Nancy and I had wanted a map of Chilmark. Not the kind cartographers make, but a map with all the places that are important to us. George counted drawing among his many talents, so he made it for us. He even included figures of me and Nancy walking on the high road and Smithy down by the Atlantic Ocean.

I touch the homes of families and friends we frequently visit, Ezra Brewer’s house, the Allen farm, select apple trees, Mr. Pye’s shop bellowing smoke, and the field where Mr. Butler’s oxen wandered when he left his gate open one night.

It is a map of memories.

George was always adding new touches. The most recent was Sarah Hillman running from the schoolyard to the fresh spring with angry hornets chasing her. George was working on Thomas carrying a bale of hay when the accident happened.

A salty tear drops onto the map and stains the ocean.”

After studying the map, Mary returns it to its hiding place.

But then Andrew Noble, a mysterious young man of science with a family connection to the local minister, arrives on the Island.
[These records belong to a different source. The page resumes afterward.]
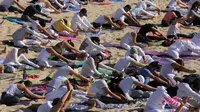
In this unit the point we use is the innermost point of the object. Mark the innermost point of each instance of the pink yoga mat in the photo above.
(69, 38)
(104, 3)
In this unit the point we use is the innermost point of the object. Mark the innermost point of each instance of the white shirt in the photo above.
(127, 84)
(89, 68)
(46, 107)
(172, 3)
(196, 39)
(83, 21)
(89, 46)
(12, 58)
(167, 70)
(7, 3)
(173, 29)
(123, 63)
(127, 39)
(98, 87)
(56, 83)
(119, 14)
(185, 90)
(158, 100)
(100, 20)
(62, 71)
(183, 45)
(138, 56)
(13, 90)
(58, 93)
(44, 55)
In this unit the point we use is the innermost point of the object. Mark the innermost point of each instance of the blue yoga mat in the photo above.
(74, 9)
(13, 19)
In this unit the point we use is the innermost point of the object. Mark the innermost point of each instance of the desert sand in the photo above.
(7, 29)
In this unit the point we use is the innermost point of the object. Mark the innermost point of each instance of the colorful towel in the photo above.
(69, 38)
(74, 9)
(6, 76)
(14, 19)
(117, 0)
(104, 3)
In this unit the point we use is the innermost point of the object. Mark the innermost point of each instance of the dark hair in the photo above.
(95, 40)
(128, 7)
(55, 101)
(84, 11)
(42, 23)
(172, 91)
(28, 83)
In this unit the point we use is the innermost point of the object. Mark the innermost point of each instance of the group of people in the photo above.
(134, 75)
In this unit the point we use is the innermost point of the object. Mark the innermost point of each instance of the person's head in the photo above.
(196, 85)
(55, 101)
(23, 50)
(127, 8)
(180, 62)
(98, 58)
(154, 65)
(38, 8)
(83, 12)
(67, 23)
(58, 47)
(42, 23)
(28, 84)
(195, 6)
(168, 42)
(95, 40)
(172, 91)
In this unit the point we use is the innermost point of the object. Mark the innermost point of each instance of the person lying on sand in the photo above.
(11, 95)
(58, 104)
(141, 9)
(170, 69)
(21, 35)
(8, 6)
(150, 72)
(80, 22)
(122, 13)
(159, 99)
(106, 22)
(11, 61)
(62, 27)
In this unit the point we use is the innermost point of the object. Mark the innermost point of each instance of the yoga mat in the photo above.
(117, 0)
(94, 34)
(158, 43)
(24, 102)
(6, 76)
(135, 27)
(69, 38)
(152, 52)
(32, 71)
(13, 19)
(104, 3)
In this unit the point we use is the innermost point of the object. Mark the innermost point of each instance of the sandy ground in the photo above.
(7, 29)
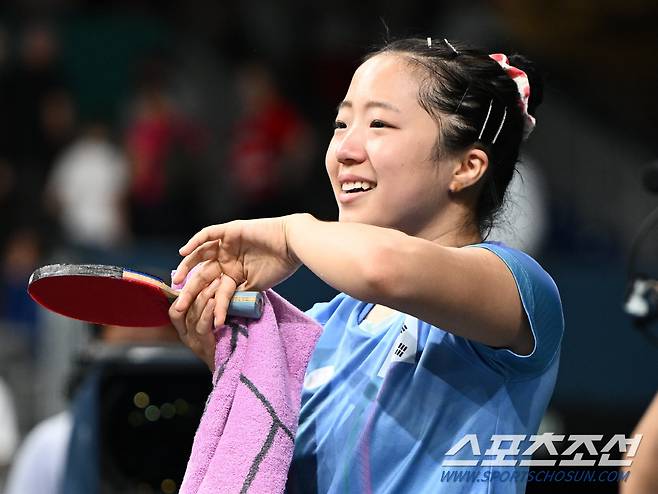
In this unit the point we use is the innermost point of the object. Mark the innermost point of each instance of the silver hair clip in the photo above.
(500, 127)
(462, 100)
(450, 46)
(484, 125)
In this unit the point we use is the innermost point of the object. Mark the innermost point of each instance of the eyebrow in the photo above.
(369, 104)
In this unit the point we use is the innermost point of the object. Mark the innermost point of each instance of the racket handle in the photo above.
(247, 304)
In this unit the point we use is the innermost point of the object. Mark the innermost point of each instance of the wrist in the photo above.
(293, 224)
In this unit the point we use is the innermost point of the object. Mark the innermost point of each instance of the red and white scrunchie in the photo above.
(523, 85)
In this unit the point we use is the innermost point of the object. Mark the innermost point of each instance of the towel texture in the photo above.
(244, 443)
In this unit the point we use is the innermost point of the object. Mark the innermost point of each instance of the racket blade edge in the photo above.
(101, 299)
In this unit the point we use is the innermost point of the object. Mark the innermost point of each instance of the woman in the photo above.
(436, 334)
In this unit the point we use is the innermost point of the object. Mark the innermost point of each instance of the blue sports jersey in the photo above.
(383, 403)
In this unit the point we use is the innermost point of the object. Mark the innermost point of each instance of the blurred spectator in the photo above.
(523, 219)
(164, 150)
(20, 257)
(269, 158)
(88, 188)
(8, 427)
(61, 454)
(36, 122)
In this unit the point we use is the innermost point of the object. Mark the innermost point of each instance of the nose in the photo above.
(350, 148)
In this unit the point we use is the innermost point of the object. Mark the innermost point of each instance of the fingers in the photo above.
(201, 341)
(194, 316)
(206, 273)
(214, 232)
(223, 296)
(205, 252)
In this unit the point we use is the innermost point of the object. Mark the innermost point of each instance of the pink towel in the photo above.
(245, 440)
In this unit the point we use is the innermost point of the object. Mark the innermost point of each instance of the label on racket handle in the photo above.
(247, 304)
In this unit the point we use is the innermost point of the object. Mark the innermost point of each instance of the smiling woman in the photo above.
(437, 333)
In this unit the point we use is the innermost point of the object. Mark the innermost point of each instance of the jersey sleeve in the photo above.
(541, 302)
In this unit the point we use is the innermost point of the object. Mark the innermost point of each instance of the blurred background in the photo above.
(125, 126)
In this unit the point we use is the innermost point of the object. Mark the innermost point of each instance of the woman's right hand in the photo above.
(245, 255)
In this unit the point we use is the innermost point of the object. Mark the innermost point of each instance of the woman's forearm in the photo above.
(351, 257)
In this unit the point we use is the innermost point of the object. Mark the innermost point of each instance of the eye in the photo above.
(378, 124)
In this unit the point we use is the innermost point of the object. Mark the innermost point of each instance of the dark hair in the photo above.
(459, 87)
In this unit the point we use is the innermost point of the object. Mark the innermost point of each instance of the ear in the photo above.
(469, 170)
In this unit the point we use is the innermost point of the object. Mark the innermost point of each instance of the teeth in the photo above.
(347, 186)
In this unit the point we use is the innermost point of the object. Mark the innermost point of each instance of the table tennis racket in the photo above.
(112, 295)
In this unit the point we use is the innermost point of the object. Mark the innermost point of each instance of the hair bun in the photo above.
(535, 79)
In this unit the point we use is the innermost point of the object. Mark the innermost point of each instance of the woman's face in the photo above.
(380, 159)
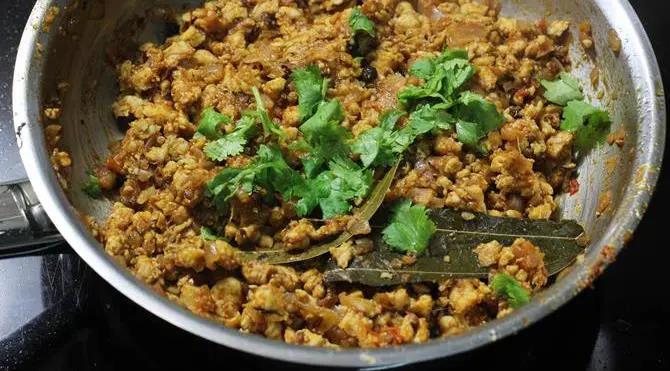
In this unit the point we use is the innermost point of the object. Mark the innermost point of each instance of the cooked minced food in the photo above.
(263, 137)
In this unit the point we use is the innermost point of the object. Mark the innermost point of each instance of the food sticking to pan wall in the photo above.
(348, 174)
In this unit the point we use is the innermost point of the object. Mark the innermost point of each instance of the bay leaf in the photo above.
(458, 233)
(364, 213)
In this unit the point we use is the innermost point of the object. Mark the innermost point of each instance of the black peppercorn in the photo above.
(368, 73)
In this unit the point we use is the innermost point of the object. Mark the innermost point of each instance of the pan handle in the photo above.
(24, 225)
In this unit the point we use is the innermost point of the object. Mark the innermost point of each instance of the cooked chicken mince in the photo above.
(266, 124)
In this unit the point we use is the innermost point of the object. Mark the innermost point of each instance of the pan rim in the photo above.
(63, 215)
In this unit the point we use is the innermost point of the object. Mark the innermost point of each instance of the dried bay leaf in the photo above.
(458, 233)
(364, 214)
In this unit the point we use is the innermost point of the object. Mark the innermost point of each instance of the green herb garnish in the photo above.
(439, 103)
(269, 127)
(92, 186)
(334, 189)
(381, 146)
(324, 138)
(506, 286)
(563, 90)
(208, 235)
(211, 122)
(311, 88)
(410, 229)
(232, 144)
(589, 124)
(362, 33)
(443, 76)
(268, 171)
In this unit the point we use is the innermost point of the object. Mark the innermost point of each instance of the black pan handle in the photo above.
(24, 225)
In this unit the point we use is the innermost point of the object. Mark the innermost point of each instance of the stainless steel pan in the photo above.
(74, 52)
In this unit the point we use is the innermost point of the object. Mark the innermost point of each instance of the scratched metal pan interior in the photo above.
(74, 51)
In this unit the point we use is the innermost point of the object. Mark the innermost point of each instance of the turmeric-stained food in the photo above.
(268, 129)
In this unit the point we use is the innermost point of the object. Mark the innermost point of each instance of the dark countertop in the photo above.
(619, 324)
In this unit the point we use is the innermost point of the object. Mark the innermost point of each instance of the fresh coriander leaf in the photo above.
(458, 72)
(269, 127)
(426, 118)
(468, 133)
(326, 113)
(362, 33)
(563, 90)
(376, 146)
(233, 143)
(333, 190)
(325, 137)
(269, 171)
(589, 124)
(449, 54)
(311, 88)
(359, 22)
(367, 145)
(423, 68)
(92, 186)
(222, 148)
(506, 286)
(446, 77)
(389, 119)
(357, 182)
(211, 122)
(380, 146)
(474, 108)
(410, 229)
(208, 235)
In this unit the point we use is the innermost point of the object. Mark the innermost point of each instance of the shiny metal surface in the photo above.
(635, 98)
(11, 168)
(24, 225)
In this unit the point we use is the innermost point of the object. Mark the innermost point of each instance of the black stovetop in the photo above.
(57, 314)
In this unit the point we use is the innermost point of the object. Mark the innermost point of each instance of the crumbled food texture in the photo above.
(525, 262)
(342, 254)
(618, 137)
(488, 253)
(49, 18)
(614, 42)
(585, 35)
(52, 113)
(157, 173)
(604, 202)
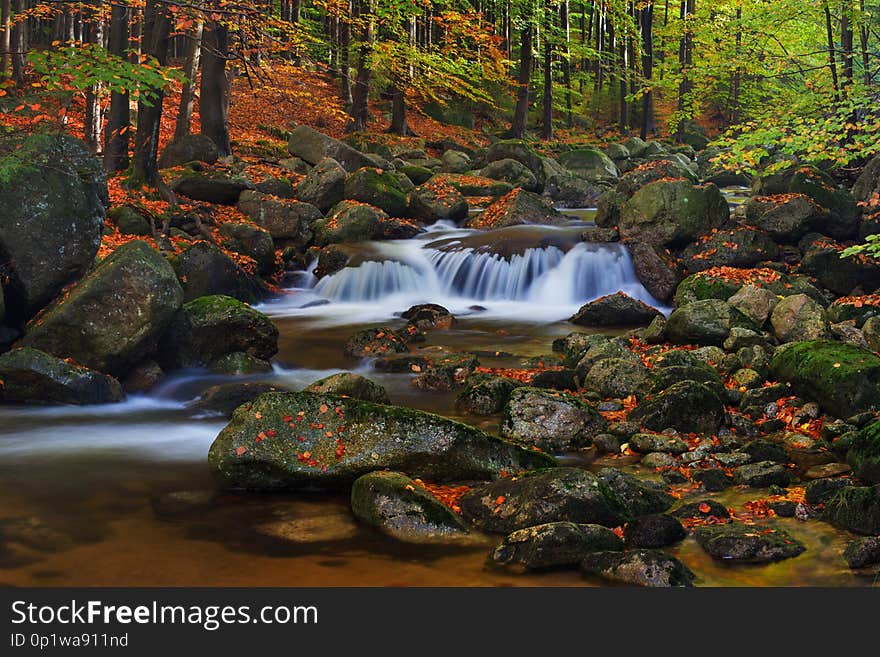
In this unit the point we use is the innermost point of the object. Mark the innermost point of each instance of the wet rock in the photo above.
(30, 376)
(615, 310)
(558, 494)
(687, 406)
(842, 378)
(738, 543)
(762, 474)
(400, 508)
(554, 545)
(114, 316)
(639, 497)
(210, 327)
(316, 452)
(313, 147)
(863, 552)
(653, 531)
(652, 568)
(346, 384)
(551, 421)
(706, 322)
(54, 200)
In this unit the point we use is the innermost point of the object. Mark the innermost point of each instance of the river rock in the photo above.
(550, 421)
(687, 406)
(210, 327)
(437, 200)
(114, 316)
(617, 309)
(305, 440)
(346, 384)
(737, 543)
(54, 200)
(203, 270)
(313, 147)
(558, 494)
(843, 379)
(554, 545)
(672, 213)
(30, 376)
(400, 508)
(652, 568)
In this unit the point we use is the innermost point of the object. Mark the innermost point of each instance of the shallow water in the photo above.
(77, 483)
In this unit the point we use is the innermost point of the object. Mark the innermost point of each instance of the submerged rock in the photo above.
(554, 545)
(301, 440)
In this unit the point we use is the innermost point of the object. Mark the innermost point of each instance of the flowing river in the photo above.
(78, 483)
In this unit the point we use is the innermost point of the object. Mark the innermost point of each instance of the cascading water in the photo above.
(540, 273)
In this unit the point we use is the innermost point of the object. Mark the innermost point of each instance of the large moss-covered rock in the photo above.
(379, 188)
(517, 208)
(652, 568)
(346, 384)
(323, 186)
(114, 316)
(615, 310)
(843, 379)
(706, 322)
(203, 270)
(312, 146)
(686, 406)
(53, 195)
(30, 376)
(672, 213)
(210, 327)
(554, 545)
(736, 543)
(549, 420)
(864, 455)
(558, 494)
(856, 509)
(589, 163)
(399, 507)
(305, 440)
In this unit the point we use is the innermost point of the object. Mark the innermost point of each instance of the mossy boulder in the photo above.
(549, 420)
(53, 192)
(203, 270)
(864, 455)
(737, 543)
(557, 494)
(402, 509)
(672, 212)
(323, 186)
(113, 317)
(842, 378)
(313, 147)
(30, 376)
(553, 545)
(856, 509)
(705, 322)
(346, 384)
(379, 188)
(615, 310)
(437, 200)
(210, 327)
(589, 163)
(304, 440)
(687, 406)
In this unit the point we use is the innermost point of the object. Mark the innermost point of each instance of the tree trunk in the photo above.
(214, 96)
(191, 70)
(521, 113)
(156, 28)
(116, 136)
(647, 25)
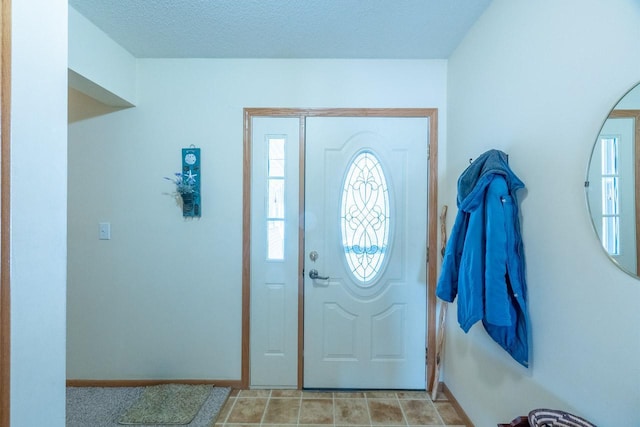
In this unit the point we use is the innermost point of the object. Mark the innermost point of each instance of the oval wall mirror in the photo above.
(613, 183)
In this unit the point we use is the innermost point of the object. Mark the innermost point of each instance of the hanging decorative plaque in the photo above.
(191, 206)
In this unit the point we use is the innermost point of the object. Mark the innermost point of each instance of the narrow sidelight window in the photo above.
(275, 199)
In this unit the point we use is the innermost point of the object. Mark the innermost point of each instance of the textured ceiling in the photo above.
(394, 29)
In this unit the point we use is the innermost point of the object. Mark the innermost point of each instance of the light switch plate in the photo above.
(104, 231)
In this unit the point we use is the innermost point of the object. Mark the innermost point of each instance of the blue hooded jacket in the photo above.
(484, 260)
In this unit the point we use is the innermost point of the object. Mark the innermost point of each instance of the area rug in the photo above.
(167, 404)
(103, 406)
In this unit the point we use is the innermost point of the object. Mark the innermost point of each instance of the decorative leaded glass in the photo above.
(364, 217)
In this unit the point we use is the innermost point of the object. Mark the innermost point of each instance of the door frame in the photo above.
(5, 144)
(431, 114)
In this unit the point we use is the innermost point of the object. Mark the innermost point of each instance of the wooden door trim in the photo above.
(431, 114)
(5, 143)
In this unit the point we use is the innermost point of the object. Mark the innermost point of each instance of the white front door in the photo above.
(366, 183)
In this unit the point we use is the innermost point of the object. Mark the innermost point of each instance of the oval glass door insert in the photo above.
(364, 217)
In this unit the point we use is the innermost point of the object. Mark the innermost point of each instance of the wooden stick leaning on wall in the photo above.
(443, 310)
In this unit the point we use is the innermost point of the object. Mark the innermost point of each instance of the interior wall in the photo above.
(38, 212)
(162, 298)
(536, 80)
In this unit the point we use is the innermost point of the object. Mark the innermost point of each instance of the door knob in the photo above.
(313, 274)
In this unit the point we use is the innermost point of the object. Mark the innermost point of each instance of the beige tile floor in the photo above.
(247, 408)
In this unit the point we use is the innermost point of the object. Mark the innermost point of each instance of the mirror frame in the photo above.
(621, 113)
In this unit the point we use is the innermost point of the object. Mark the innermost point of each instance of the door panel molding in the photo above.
(431, 114)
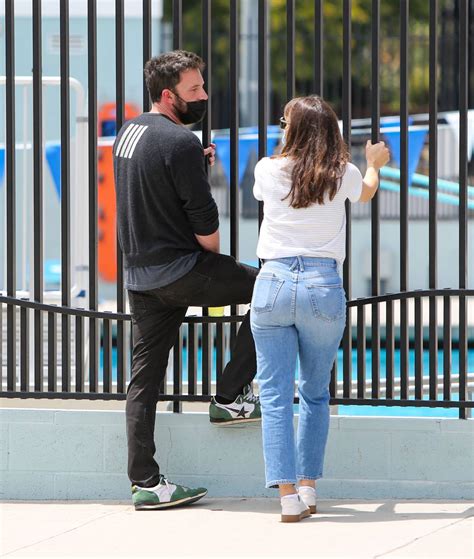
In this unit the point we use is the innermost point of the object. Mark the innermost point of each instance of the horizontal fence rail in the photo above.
(199, 356)
(409, 348)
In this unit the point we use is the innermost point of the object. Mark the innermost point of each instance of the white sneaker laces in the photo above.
(251, 397)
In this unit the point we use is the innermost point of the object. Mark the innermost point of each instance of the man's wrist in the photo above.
(373, 166)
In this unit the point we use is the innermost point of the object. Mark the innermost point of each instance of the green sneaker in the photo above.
(244, 409)
(165, 495)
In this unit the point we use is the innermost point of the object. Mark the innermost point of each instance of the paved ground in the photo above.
(238, 528)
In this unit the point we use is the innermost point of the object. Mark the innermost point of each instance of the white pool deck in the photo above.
(238, 527)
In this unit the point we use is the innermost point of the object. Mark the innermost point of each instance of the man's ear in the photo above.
(166, 95)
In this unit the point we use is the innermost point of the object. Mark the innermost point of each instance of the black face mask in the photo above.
(195, 111)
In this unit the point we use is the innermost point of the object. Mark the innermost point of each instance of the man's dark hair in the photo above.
(164, 71)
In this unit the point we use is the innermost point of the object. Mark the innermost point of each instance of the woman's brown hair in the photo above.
(315, 145)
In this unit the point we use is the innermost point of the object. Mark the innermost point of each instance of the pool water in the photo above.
(357, 410)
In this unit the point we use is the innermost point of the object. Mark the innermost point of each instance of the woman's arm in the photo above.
(377, 156)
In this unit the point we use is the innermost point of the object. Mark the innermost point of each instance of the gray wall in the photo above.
(54, 454)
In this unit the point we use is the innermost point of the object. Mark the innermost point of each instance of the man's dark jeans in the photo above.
(216, 280)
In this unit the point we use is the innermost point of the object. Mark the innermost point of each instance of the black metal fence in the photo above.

He is seeking to determine why so many of the island’s inhabitants are deaf. He hypothesizes that there is some environmental factor causing the phenomenon, something residents consume or to which they are exposed.

(It’s important to recognize that this tale takes place a half-century before Darwin and Mendel put science on the road to understanding genetics.)

One evening, Mary’s mother gives George’s school books to Andrew Noble. Away with the books goes the hidden map. When Mary later sees Andrew preparing to depart the island, she is desperate to retrieve it. But when she intercepts Andrew and desperately tears into his baggage to find and retrieve the precious map, Andrew turns the tables. He subdues her and forcibly administers an inhalant that knocks her out. Mary awakens to find herself at sea, captive aboard Andrew’s schooner.

What does Andrew have in mind? Will she ever see Martha’s Vineyard again? Is she to serve as a live specimen for his investigation...or worse? How can Mary escape or make herself heard?

Author Ann Clare LeZotte, a Deaf librarian, has parlayed her knowledge and research into a first-rate historical thriller that will engage and enlighten young readers.